The study was conducted under the direction of Prof. Dr. Daniel Belavy (Bochum University of Applied Sciences) in collaboration with partners from Australia (Deakin University, La Trobe University, Adelaide University, Monash University, University of Melbourne), the United Kingdom (University of Bristol), China (Xi'an University of Architecture & Technology, Xuanwu Hospital Capital Medical University) and other countries. It was published in the journal BMJ Medicine.

Short-term effects—but no lasting impact

The researchers analyzed data from 551 randomized studies involving more than 71,000 patients. Numerous conservative therapies were examined, including exercise therapy, manual therapy, acupuncture, psychological approaches and drug treatments.

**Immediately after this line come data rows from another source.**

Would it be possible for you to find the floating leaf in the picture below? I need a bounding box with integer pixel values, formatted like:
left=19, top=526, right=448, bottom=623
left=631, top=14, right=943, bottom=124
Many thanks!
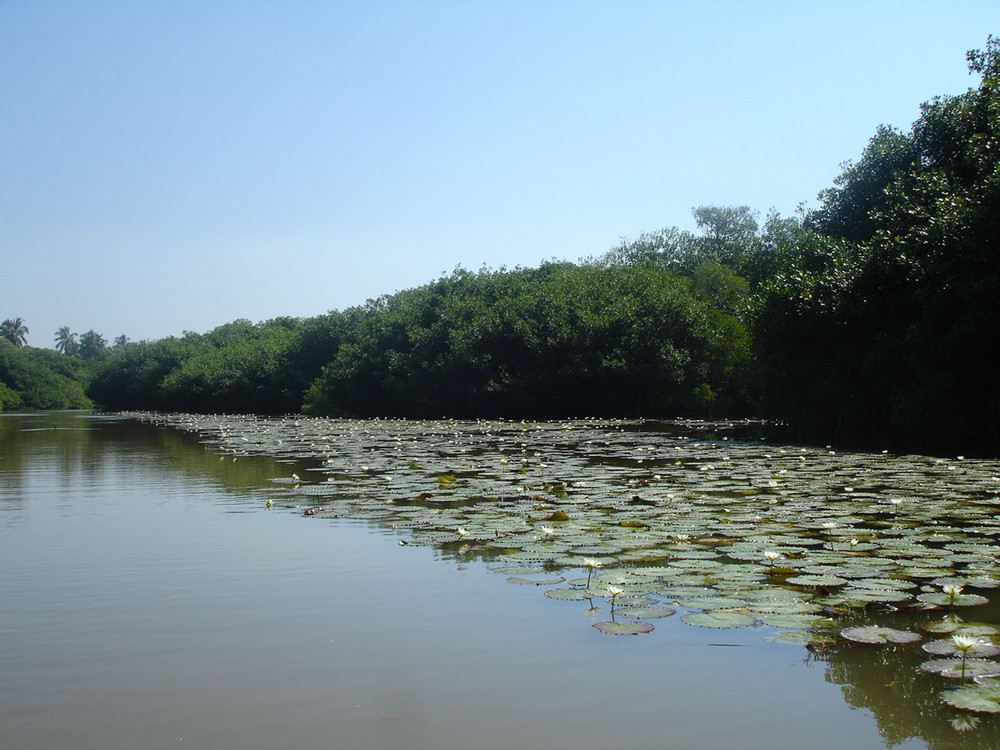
left=920, top=659, right=1000, bottom=680
left=940, top=680, right=1000, bottom=714
left=615, top=606, right=677, bottom=620
left=840, top=625, right=921, bottom=643
left=923, top=638, right=1000, bottom=659
left=917, top=592, right=989, bottom=607
left=545, top=589, right=591, bottom=601
left=681, top=609, right=757, bottom=628
left=594, top=620, right=653, bottom=635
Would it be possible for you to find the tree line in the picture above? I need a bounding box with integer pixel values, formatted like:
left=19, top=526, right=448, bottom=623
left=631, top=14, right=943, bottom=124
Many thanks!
left=7, top=37, right=1000, bottom=455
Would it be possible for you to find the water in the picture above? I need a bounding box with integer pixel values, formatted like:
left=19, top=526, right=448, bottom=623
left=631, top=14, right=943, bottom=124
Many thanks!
left=0, top=413, right=984, bottom=750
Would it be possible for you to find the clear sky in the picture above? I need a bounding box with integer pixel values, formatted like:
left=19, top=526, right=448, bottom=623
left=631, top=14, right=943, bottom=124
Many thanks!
left=0, top=0, right=1000, bottom=346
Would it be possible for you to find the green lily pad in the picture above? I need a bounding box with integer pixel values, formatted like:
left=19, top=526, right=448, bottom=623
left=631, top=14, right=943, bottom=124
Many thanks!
left=681, top=609, right=757, bottom=628
left=594, top=620, right=653, bottom=635
left=923, top=638, right=1000, bottom=659
left=917, top=591, right=989, bottom=607
left=507, top=576, right=565, bottom=586
left=840, top=625, right=922, bottom=644
left=920, top=659, right=1000, bottom=680
left=940, top=680, right=1000, bottom=714
left=615, top=606, right=677, bottom=620
left=545, top=589, right=591, bottom=602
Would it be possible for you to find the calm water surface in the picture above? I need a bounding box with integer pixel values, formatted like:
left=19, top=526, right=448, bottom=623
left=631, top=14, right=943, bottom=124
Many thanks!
left=0, top=413, right=980, bottom=750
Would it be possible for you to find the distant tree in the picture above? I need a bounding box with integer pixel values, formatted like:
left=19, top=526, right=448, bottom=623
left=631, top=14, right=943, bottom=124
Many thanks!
left=80, top=328, right=108, bottom=359
left=0, top=318, right=29, bottom=349
left=55, top=326, right=80, bottom=355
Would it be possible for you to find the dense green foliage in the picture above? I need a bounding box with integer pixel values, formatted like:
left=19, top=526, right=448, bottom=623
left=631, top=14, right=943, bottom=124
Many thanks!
left=755, top=38, right=1000, bottom=453
left=17, top=42, right=1000, bottom=454
left=0, top=339, right=93, bottom=411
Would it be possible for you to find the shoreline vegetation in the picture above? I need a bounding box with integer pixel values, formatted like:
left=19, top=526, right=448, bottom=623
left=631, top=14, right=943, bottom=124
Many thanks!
left=0, top=41, right=1000, bottom=456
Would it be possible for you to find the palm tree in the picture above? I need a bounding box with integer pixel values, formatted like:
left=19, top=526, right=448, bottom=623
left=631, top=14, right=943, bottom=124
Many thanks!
left=0, top=318, right=29, bottom=349
left=56, top=326, right=80, bottom=355
left=80, top=328, right=108, bottom=359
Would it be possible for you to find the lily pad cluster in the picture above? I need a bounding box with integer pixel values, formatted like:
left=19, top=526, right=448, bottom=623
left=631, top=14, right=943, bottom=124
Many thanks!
left=134, top=414, right=1000, bottom=642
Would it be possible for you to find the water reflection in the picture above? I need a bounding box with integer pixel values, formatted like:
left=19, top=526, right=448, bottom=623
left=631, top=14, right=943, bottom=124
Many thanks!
left=808, top=617, right=1000, bottom=750
left=0, top=413, right=1000, bottom=750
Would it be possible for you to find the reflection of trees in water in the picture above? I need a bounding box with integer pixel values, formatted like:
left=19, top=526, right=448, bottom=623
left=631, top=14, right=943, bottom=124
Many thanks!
left=0, top=412, right=311, bottom=524
left=809, top=624, right=1000, bottom=750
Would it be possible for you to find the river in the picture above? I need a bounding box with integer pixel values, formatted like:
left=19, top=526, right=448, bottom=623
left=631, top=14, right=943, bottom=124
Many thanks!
left=0, top=412, right=997, bottom=750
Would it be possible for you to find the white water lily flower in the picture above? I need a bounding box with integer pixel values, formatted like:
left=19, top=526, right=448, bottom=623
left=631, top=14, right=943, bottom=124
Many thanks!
left=951, top=714, right=979, bottom=732
left=583, top=557, right=603, bottom=586
left=951, top=635, right=980, bottom=654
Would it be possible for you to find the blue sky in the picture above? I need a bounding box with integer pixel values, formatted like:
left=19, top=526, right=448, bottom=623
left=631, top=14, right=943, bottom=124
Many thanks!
left=0, top=0, right=1000, bottom=346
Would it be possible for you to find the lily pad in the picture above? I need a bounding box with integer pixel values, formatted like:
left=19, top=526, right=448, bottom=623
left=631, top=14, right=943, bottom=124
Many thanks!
left=615, top=606, right=677, bottom=620
left=920, top=659, right=1000, bottom=680
left=681, top=609, right=757, bottom=628
left=594, top=620, right=653, bottom=635
left=840, top=625, right=922, bottom=644
left=940, top=680, right=1000, bottom=714
left=917, top=592, right=989, bottom=607
left=923, top=638, right=1000, bottom=659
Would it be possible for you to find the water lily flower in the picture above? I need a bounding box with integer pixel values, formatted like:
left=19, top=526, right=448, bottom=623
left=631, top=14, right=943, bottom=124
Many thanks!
left=583, top=557, right=603, bottom=586
left=951, top=635, right=979, bottom=657
left=941, top=584, right=965, bottom=604
left=951, top=714, right=979, bottom=732
left=606, top=585, right=625, bottom=612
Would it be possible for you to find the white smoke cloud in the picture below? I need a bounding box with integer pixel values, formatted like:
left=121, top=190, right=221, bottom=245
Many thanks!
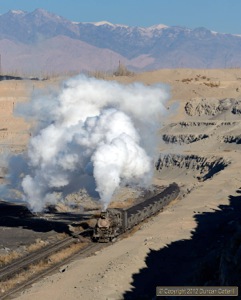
left=11, top=75, right=168, bottom=211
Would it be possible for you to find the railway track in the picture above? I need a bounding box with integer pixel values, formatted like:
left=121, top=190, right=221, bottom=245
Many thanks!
left=0, top=232, right=107, bottom=300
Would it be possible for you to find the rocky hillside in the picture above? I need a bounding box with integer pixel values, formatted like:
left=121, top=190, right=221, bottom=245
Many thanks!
left=0, top=9, right=241, bottom=73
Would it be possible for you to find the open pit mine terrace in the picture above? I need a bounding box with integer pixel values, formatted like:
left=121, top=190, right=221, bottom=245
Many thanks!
left=0, top=85, right=241, bottom=299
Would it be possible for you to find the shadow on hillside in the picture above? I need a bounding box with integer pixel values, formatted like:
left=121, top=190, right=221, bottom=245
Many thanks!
left=123, top=190, right=241, bottom=300
left=0, top=202, right=89, bottom=234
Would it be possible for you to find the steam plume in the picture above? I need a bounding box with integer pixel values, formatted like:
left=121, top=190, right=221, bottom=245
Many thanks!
left=11, top=75, right=168, bottom=211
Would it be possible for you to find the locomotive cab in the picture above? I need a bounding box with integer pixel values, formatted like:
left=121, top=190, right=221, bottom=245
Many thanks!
left=93, top=209, right=121, bottom=242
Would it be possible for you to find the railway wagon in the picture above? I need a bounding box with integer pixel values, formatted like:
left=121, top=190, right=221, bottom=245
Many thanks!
left=93, top=183, right=180, bottom=242
left=122, top=183, right=180, bottom=231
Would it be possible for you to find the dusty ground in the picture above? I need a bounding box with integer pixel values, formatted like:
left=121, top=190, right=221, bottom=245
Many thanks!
left=0, top=69, right=241, bottom=300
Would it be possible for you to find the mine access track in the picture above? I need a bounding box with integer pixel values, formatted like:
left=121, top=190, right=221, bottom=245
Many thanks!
left=0, top=230, right=105, bottom=300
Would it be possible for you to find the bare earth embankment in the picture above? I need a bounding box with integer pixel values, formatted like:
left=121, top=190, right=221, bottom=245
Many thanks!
left=0, top=69, right=241, bottom=300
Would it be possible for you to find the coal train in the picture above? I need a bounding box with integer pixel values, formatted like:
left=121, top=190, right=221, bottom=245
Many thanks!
left=92, top=182, right=180, bottom=242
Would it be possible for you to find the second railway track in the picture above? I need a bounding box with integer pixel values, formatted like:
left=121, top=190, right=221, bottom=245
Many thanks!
left=0, top=232, right=107, bottom=300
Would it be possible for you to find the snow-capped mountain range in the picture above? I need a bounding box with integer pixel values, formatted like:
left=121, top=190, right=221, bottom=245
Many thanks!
left=0, top=9, right=241, bottom=74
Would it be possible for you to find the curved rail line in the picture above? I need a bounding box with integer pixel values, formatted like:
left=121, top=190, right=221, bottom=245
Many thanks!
left=0, top=230, right=104, bottom=300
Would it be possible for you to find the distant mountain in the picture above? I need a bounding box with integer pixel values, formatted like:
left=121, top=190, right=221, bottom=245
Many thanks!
left=0, top=9, right=241, bottom=74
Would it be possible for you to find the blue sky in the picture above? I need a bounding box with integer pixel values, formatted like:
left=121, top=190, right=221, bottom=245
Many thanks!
left=0, top=0, right=241, bottom=34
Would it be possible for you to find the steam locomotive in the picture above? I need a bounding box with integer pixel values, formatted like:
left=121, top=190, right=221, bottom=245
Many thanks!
left=93, top=182, right=180, bottom=242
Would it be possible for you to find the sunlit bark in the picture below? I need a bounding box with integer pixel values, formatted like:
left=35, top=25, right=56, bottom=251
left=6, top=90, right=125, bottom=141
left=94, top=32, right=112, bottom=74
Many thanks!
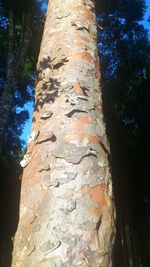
left=12, top=0, right=115, bottom=267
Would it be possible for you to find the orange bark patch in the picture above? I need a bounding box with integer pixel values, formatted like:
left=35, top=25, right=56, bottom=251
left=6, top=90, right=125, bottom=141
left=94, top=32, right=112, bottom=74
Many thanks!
left=77, top=183, right=109, bottom=217
left=95, top=60, right=100, bottom=80
left=72, top=52, right=94, bottom=63
left=65, top=115, right=99, bottom=144
left=87, top=135, right=99, bottom=145
left=73, top=6, right=94, bottom=22
left=74, top=82, right=84, bottom=95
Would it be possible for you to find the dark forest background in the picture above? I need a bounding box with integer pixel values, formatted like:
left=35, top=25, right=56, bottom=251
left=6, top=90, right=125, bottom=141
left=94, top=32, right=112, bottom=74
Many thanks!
left=0, top=0, right=150, bottom=267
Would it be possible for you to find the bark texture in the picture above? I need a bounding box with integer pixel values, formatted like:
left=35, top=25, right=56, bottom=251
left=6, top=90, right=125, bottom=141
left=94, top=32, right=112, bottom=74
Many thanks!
left=12, top=0, right=115, bottom=267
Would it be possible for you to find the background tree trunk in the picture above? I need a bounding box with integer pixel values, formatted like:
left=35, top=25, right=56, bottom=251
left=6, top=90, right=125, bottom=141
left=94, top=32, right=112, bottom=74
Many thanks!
left=12, top=0, right=115, bottom=267
left=0, top=11, right=32, bottom=153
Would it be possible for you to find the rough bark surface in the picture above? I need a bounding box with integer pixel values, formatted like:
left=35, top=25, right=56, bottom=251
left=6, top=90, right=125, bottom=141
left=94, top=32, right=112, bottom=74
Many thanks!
left=12, top=0, right=115, bottom=267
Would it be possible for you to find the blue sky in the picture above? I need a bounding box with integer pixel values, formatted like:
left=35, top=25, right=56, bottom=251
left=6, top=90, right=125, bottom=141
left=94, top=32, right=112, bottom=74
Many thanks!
left=21, top=0, right=150, bottom=142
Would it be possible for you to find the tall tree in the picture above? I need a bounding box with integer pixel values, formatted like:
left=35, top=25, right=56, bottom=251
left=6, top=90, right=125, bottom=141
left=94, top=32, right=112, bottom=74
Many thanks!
left=12, top=0, right=115, bottom=267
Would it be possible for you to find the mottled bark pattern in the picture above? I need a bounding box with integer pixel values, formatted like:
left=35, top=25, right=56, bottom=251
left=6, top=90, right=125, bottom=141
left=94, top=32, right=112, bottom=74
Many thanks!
left=12, top=0, right=114, bottom=267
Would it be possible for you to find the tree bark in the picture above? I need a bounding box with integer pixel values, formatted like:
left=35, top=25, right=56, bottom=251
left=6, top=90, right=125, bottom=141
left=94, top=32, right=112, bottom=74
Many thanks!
left=0, top=11, right=32, bottom=153
left=12, top=0, right=115, bottom=267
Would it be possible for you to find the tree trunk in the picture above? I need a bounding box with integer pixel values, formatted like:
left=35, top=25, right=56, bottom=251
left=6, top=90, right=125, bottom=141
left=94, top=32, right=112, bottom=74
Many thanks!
left=0, top=11, right=32, bottom=153
left=12, top=0, right=115, bottom=267
left=0, top=10, right=15, bottom=153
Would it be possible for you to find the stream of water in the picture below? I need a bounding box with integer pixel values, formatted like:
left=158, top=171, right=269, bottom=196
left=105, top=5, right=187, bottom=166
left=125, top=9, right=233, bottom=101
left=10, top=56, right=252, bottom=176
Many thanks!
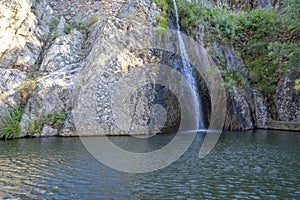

The key finding: Many of these treatments lead to a noticeable improvement in pain and function—though primarily in the short term, over a period of about 10 to 12 weeks. "We see that various forms of therapy are indeed effective—but this effect generally does not last long," explains study leader Prof. Dr. Daniel Belavy, professor of physical therapy at Bochum University of Applied Sciences. After about a year, no clinically relevant benefits were observed, even though individual effects were still statistically detectable.

Active or passive? The difference is smaller than expected

Another important finding: Active therapies, such as exercise therapy, and passive treatments, such as manual therapy or massage, have similar effects. This contradicts some widely held assumptions in clinical practice. "We need to move away from the idea that a single treatment solves the problem," Belavy says. "Instead, we need strategies that empower people to manage their pain themselves in the long term."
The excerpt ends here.